The poem which originally inspired the fog series is made up of suites. I decided to follow that same pattern when conceptualizing my fog suite paintings. Because I had stockpiled a lot of canvases some of the grouping of paintings came about because of the number and sizes of what I had on hand and other groupings were driven by how the colors worked together. That was my initial way to group the paintings, by color and size.
I then searched for a poem for each color that could tell the story of the color. Source photos fed into this process also. Although it seems formulaic as I write it here, it really felt rather intuitive. I recall finding a poem for a color/image and saying "this is perfect". I love how the process itself introduced me to new poets and poems and how I had new words and thoughts to guide my painting process.
Despite the paintings being titled after the color, they really do hold a lot of the sentiment of the selected poem.
Silhouette, 36x48" oil on canvas, Sharon Kingston 2021
“Every year she awaits the arrival of the Perseids, those familiar friends stream like curtains, just behind, the silhouette of hands, “Hello,” and “Goodbye,” in the same instant and meaning the same. . Every year they fall in familiar voices. They sing swift in silver and blue. She cannot tell if the song is sad or joyous, and that is okay. . Their presence breaks through cloud banks and hot tears where the sky and the water are the same color. There is no difference there, either, or anywhere.”
It doesn't matter to me that I wasn't painting stars and this is a poem about shooting stars. What I like about the poem is the anticipation of something special happening in the sky. When I lived on the lake facing East, I would spend many mornings watching the ever changing and fantastic dawn. It was a daily ritual to catch some beautiful unfolding moment--ephemeral and numinous. I captured so many treasured scenes that I still use, many years later, as source material for paintings. This painting is based on one of those morning moments.

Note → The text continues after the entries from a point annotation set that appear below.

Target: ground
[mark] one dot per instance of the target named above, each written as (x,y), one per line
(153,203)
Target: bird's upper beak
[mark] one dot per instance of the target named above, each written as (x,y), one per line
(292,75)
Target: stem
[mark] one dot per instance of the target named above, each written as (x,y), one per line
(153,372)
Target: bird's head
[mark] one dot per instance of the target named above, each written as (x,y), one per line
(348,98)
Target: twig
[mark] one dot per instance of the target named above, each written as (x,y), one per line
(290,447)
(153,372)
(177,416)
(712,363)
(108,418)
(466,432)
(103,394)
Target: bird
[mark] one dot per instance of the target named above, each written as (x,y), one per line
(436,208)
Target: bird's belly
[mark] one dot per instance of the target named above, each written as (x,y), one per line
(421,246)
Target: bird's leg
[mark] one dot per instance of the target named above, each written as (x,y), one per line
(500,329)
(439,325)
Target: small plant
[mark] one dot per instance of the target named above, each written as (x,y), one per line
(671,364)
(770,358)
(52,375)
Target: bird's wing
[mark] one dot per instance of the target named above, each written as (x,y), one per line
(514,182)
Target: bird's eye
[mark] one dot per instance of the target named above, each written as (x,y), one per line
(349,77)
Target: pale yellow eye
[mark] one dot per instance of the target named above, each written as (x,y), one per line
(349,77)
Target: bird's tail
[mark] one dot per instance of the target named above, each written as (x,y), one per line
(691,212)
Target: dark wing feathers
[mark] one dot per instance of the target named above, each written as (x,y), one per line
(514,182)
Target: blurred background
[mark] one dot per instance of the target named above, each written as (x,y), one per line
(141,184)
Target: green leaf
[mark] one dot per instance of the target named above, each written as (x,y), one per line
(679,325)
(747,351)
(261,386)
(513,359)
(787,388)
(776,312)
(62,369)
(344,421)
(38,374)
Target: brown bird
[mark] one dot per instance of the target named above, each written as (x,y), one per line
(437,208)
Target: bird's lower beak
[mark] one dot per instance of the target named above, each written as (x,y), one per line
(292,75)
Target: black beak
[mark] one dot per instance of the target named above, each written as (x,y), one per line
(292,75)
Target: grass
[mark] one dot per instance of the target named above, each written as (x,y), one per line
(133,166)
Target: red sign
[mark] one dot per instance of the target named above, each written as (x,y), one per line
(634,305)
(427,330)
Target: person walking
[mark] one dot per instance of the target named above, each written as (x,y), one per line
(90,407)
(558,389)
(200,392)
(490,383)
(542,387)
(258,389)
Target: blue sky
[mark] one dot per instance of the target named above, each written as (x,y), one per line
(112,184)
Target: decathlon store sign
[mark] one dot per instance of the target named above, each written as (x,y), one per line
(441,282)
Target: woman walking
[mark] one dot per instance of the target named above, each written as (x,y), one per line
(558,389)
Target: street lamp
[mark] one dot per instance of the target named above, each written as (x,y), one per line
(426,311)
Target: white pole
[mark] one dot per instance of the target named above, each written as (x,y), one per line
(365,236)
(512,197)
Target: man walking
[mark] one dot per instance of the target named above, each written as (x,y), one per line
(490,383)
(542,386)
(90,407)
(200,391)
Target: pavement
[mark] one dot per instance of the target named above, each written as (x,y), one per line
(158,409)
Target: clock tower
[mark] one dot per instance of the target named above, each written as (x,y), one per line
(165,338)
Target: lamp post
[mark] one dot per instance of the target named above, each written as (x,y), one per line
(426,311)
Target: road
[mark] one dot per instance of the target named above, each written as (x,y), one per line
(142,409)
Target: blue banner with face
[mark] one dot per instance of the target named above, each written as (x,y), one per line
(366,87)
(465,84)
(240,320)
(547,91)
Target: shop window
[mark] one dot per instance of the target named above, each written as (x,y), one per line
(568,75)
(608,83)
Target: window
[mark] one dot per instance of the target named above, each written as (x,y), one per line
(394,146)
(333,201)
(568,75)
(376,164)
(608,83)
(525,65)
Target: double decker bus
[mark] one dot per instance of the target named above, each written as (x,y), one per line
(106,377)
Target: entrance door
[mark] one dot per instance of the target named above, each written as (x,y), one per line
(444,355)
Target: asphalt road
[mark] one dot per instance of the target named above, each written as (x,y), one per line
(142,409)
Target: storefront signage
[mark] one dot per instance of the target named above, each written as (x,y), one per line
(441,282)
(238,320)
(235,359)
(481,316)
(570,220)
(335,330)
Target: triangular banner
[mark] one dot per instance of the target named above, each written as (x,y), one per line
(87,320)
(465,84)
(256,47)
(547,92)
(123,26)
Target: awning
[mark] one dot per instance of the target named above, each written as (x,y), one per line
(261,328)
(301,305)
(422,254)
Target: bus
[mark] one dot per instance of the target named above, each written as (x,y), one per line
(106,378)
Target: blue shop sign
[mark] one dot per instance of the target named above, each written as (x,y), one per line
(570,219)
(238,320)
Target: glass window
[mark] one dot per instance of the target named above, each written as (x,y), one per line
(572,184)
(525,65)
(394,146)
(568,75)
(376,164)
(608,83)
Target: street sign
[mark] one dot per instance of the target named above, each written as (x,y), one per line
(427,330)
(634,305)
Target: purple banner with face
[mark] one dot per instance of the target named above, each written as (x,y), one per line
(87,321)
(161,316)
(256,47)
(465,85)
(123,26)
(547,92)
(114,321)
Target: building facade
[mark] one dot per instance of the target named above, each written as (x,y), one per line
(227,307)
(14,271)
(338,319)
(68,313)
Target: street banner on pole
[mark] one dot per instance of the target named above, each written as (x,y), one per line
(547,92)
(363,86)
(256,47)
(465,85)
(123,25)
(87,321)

There is a deep and warm darkness in the horizon and water (where the sky and the water are the same color) where I created the color of silhouette from layers of umber and rosso veneto and german earth. I knew at the beginning of the painting that I would pair this darkness with a warm, pink illumination to soften and caress those shadowed spaces. There is in the painting, as in the poem, a breaking through the cloud banks--just with the light of the dawn (which has its own way of swiftly shifting colors).